A.  the marginal propensity to import rises

B.  the marginal propensity to consume falls

C.  the marginal propensity to save falls


2. If private sector spending is very responsive to changes in interest rates, an increase in government spending will have a larger effect on real GDP.

True

False

3.Given an MPC of 0.7 and assuming no crowding-out effect, for a closed economy an increase of $2B in government spending causes

A.  $4.67B worth of spending due to multiplier effects

B.  a total change in spending of $2.87B

C.  a total of $6.67B in spending plus additional spending due to multiplier effects

D.  an increase of $1.4B spending in the first round

4.Which fiscal policy would NOT promote long run economic growth?

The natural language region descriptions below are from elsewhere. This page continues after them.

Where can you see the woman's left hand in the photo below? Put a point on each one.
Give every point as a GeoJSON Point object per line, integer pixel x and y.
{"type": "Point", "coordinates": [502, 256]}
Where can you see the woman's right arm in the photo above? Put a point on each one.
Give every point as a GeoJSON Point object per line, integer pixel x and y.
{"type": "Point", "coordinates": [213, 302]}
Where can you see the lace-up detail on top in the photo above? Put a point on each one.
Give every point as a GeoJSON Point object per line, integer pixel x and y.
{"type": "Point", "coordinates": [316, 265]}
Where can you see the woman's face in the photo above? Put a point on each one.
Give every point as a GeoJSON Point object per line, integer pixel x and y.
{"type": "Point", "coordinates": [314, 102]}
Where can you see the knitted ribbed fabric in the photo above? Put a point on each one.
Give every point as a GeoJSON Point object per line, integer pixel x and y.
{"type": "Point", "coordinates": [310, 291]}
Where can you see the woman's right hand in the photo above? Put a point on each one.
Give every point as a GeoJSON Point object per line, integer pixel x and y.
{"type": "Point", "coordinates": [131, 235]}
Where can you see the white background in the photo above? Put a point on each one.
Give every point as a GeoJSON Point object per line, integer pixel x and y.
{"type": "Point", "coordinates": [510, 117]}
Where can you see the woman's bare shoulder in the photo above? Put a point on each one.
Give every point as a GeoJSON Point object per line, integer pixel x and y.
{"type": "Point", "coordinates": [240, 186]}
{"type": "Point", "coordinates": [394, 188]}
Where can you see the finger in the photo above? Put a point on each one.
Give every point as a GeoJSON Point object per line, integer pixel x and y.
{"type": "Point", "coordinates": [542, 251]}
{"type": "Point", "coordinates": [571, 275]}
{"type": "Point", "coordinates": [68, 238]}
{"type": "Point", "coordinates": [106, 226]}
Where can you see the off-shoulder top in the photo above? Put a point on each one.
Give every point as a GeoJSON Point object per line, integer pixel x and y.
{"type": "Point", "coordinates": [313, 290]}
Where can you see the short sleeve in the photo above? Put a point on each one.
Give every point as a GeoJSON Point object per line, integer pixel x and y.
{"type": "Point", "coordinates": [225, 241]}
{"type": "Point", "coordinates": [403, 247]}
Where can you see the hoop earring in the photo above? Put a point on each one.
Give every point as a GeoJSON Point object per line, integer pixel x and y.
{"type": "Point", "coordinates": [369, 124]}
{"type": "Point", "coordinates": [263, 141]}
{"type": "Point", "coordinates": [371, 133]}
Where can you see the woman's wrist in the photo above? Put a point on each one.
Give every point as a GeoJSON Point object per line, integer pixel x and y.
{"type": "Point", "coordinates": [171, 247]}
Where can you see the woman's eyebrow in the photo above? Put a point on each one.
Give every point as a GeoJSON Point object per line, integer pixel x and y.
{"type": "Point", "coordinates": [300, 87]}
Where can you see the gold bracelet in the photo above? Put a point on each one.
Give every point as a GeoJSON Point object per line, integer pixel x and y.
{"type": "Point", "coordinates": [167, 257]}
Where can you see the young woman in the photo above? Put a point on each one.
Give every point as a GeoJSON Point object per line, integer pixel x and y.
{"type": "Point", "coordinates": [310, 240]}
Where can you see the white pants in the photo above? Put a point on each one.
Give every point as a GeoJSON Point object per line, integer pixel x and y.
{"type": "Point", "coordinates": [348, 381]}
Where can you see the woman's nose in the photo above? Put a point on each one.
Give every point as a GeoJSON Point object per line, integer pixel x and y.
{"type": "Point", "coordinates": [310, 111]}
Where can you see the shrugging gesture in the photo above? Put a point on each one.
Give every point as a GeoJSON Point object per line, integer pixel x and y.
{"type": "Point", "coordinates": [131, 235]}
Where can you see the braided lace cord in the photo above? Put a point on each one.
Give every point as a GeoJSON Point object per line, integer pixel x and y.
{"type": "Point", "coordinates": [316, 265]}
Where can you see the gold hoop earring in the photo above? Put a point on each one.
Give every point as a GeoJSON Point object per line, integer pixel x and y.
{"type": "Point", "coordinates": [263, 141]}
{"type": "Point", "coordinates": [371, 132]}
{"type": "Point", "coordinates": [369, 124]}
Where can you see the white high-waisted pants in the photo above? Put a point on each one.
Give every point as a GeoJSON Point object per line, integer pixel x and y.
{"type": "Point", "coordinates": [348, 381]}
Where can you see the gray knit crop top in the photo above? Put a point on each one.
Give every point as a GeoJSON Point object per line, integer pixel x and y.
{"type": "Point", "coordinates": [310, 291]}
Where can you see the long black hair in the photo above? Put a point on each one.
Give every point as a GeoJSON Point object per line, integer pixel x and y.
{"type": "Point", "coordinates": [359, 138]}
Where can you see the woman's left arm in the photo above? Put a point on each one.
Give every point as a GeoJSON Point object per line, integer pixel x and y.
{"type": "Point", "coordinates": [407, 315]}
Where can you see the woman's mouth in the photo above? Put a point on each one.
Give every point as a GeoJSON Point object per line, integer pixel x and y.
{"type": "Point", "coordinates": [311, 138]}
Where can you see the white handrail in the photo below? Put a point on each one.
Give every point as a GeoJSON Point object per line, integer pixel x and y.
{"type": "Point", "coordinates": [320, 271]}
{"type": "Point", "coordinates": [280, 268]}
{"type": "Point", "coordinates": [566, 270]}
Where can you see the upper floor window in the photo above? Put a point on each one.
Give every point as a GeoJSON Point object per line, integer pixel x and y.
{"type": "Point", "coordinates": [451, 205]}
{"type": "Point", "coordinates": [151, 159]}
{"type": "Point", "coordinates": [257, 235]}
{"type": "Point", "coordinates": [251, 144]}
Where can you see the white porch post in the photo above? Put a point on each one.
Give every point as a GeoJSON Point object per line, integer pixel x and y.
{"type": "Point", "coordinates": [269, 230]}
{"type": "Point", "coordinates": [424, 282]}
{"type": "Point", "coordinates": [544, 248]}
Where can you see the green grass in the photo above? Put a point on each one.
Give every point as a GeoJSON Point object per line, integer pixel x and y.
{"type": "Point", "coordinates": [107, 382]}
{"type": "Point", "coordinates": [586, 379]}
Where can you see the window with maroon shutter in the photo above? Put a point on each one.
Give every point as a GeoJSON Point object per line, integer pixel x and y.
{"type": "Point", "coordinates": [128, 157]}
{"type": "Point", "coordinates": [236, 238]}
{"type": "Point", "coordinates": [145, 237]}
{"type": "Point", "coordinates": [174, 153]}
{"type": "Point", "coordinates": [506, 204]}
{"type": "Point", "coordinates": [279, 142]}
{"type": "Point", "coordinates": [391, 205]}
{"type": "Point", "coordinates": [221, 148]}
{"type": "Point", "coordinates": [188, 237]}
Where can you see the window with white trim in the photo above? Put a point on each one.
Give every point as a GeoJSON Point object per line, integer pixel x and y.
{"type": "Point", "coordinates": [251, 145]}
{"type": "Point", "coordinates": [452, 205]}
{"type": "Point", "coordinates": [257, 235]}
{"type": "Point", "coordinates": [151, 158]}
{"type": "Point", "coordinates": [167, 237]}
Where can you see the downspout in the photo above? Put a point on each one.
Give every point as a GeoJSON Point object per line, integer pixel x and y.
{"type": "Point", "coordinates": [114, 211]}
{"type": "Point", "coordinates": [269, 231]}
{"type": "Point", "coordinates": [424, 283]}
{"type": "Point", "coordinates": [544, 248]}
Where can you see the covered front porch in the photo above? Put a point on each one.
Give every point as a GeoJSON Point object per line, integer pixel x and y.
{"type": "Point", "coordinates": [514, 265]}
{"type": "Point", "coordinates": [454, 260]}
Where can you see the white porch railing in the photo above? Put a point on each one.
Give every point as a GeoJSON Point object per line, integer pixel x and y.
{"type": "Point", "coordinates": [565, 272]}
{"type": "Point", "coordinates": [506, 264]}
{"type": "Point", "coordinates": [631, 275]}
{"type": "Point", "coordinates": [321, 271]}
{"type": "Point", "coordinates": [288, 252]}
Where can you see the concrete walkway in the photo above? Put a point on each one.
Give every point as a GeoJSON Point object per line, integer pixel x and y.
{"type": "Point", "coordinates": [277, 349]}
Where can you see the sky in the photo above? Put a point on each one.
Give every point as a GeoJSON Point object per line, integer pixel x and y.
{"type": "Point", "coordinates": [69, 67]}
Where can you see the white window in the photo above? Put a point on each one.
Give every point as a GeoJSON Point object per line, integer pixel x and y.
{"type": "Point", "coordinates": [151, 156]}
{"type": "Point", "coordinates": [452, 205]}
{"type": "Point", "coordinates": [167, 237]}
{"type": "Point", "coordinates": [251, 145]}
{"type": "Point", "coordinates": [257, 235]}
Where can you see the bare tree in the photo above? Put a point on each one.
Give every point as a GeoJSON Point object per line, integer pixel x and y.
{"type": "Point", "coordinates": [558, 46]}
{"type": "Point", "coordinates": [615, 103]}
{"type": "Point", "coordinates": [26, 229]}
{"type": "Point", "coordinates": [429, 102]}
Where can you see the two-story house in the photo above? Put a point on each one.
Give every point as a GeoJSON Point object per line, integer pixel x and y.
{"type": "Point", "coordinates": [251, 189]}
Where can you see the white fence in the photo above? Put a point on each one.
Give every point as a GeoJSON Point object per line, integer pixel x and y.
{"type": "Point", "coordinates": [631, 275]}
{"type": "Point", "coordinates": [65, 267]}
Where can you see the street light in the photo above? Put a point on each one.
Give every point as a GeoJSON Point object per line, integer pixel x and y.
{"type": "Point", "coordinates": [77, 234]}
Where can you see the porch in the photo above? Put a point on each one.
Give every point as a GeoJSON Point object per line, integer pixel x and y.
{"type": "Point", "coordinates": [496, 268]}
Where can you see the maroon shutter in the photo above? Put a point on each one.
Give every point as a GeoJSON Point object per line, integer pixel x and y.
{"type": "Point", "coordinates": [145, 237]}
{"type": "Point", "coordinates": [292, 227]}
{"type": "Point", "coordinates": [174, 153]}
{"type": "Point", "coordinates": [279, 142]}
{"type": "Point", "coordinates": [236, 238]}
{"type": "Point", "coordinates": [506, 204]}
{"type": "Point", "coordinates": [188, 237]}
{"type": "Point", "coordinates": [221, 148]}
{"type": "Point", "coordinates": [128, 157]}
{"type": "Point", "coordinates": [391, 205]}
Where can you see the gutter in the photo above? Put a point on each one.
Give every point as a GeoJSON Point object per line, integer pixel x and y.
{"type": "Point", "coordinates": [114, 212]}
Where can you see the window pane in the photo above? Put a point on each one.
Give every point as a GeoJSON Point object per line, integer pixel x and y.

A.  More generous employment insurance benefits

B.  Increased spending on infrastructure

C.  Reduced business taxes

D.  Grants to university students

5.John Maynard Keynes believed that during times of high unemployment, government should

A.  leave the economy alone to self-correct since fiscal policies are actually destabilizing

B.  focus on maintaining a balanced budget

C.  focus on policies that shift the AD curve to the right

D.  focus on policies that shift the SRAS curve to the right

1.An increase in government spending will have a larger effect on real GDP if

A.  the marginal propensity to import rises

B.  the marginal propensity to consume falls

C.  the marginal propensity to save falls

Explanation / Answer

1.

An increase in government purchases would have a larger effect on real GDP if the multiplier effect is large.i.e. when an increase in government spending induces a greater increase in real GDP. Numerically, it is 1/mps or 1/(1-mpc) where mpc is marginal propensity to consume and mps is marginal propensity to save in a closed economy. Hence the multiplier effect would be greater if mpc is larger or mps is smaller

the correct option is (c)

2.

If private spending is very responsive to change in the rate of interest then an increase in government spending leads to higher interest would lower the investment spending and also real GDP would fall by a greater amount as the responsiveness to increase in the rate of interest is large. This is known as crowding out.

the correct option is True

3.

If MPC is 0.7 then for a closed economy, investment multiplier will be 1/(1-mpc)= 10/3 or 3.3. when government purchases increase by $2bn then by the multiplier formula as

multiplier= change in income/ change in government spending

change in income is 3.3.*2 = $6.6bn

the correct option is (c)

4.

A fiscal policy regarding more generous employment insurance benefits cannot promote long-run growth as increasing job security makes the labor inefficient and less competitive in the long run and it should only be used as a short-term remedy and such benefits need not be generous but performance based.

the correct option is (a)

5.

JM Keynes major tool was changed in aggregate demand in order to stabilize the economy so in case of unemployment in the economy one cannot rely on self-correcting mechanism but focus on policies that increase AD to the right.